This means that nothing happens during this process, everything is blocked for the current operation, and later you can process a new one, and so forth and so forth.

Because synchronous replication can be very costly, maybe we can do with a bit less? We want a way to make sure some write propagated across the replicas, but at the same time we want other clients to go at light speed as usually sending commands and receiving replies. Clients waiting in a synchronous write should never block any other client doing other synchronous or non-synchronous work.

There is a tradeoff you can take: WAIT does not allow to rollback an operation that was not propagated to enough slaves. It only offers, merely, a way to inform the client about what happened.
The information, specifically, is the number of replicas that your write was able to reach, all this encapsulated into a simple to use blocking command.

This is how it works:

redis 127.0.0.1:9999> set foo bar
OK
redis 127.0.0.1:9999> incr mycounter
(integer) 1
redis 127.0.0.1:9999> wait 5 100
(integer) 7

Basically you can send any number of commands, and they’ll be executed, and replicated as usually.
As soon as you call WAIT however the client stops until all the writes above are successfully replicated to the specified number of replicas (5 in the example), unless the timeout is reached (100 milliseconds in the example).

Once one of the two limits is reached, that is, the master replicated to 5 replicas, or the timeout was reached, the command returns, sending as reply the number of replicas reached. If the return value is less than the replicas we specified, the request timed out, otherwise the above commands were successfully replicated to the specified number of replicas.

In practical terms this means that you have to deal with the condition in which the command was accepted by less replicas you specified in the amount of time you specified. More about that later.

How it works?
===

The WAIT implementation is surprisingly simple. The first thing I did was to take the blocking code of BLPOP & other similar operations and make it a generic primitive of Redis internal API, so now implementing blocking commands is much simpler.

The rest of the implementation was trivial because 2.8 introduced the concept of master replication offset, that is, a global offset that we increment every time we send something to the slaves. All the salves receive exactly the same stream of data, and remember the offset processed so far as well.

This is very useful for partial resynchronization as you can guess, but moreover slaves acknowledge the amount of replication offset processed so far, every second, with the master, so the master has some idea about how much they processed.

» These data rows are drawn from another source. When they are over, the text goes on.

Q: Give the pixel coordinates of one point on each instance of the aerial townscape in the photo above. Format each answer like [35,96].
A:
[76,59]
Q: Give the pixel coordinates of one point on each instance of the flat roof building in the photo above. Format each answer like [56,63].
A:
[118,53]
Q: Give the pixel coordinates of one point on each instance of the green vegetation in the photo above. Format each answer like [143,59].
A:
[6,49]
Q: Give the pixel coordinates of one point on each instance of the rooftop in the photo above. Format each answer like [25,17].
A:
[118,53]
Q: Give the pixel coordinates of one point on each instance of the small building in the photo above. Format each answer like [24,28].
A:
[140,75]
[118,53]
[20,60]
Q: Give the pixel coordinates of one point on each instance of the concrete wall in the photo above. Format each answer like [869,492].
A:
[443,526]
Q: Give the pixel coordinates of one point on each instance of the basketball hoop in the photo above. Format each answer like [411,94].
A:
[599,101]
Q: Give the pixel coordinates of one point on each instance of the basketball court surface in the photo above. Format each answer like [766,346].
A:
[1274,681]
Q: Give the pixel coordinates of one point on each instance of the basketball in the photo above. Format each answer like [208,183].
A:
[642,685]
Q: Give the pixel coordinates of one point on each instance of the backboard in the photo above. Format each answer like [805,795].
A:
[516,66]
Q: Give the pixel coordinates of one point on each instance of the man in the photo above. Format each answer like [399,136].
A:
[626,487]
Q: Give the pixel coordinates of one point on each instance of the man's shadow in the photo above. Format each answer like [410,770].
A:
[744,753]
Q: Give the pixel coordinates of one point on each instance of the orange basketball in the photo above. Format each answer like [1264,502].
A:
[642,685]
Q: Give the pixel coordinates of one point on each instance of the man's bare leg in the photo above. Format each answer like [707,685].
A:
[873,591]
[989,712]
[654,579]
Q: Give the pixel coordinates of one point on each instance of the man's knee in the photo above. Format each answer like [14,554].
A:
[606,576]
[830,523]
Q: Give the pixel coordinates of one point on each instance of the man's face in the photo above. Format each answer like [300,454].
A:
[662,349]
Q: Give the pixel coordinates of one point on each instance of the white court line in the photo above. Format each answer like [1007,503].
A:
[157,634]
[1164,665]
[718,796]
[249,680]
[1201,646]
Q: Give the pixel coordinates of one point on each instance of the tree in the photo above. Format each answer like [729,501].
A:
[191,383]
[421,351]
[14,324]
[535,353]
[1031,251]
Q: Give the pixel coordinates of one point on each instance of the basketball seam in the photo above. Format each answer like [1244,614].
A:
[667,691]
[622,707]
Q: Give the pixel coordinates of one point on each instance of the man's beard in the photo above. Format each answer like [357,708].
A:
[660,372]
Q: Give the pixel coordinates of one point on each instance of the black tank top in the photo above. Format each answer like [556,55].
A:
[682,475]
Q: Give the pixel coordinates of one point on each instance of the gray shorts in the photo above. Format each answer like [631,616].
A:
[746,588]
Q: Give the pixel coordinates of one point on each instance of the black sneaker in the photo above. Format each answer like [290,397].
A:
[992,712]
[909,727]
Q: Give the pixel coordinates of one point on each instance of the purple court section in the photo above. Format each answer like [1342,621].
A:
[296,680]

Every second sucks right? We can’t base WAIT on an information available every second. So when WAIT is used by a client, it sets a flag, so that all the WAIT callers in a given event loop iteration will be grouped together, and before entering the event loop again we send a REPLCONF GETACK command into the replication stream. Slaves will reply ASAP with a new ACK.

As soon as the ACKs received from slaves is enough to unblock some client, we do it. Otherwise we unblock the client on timeout.

Not considering the refactoring needed for the block operations that is technically not part of the WAIT implementation, all the code is like 170 lines of code, so very easy to understand, modify, and with almost zero effects on the rest of the code base.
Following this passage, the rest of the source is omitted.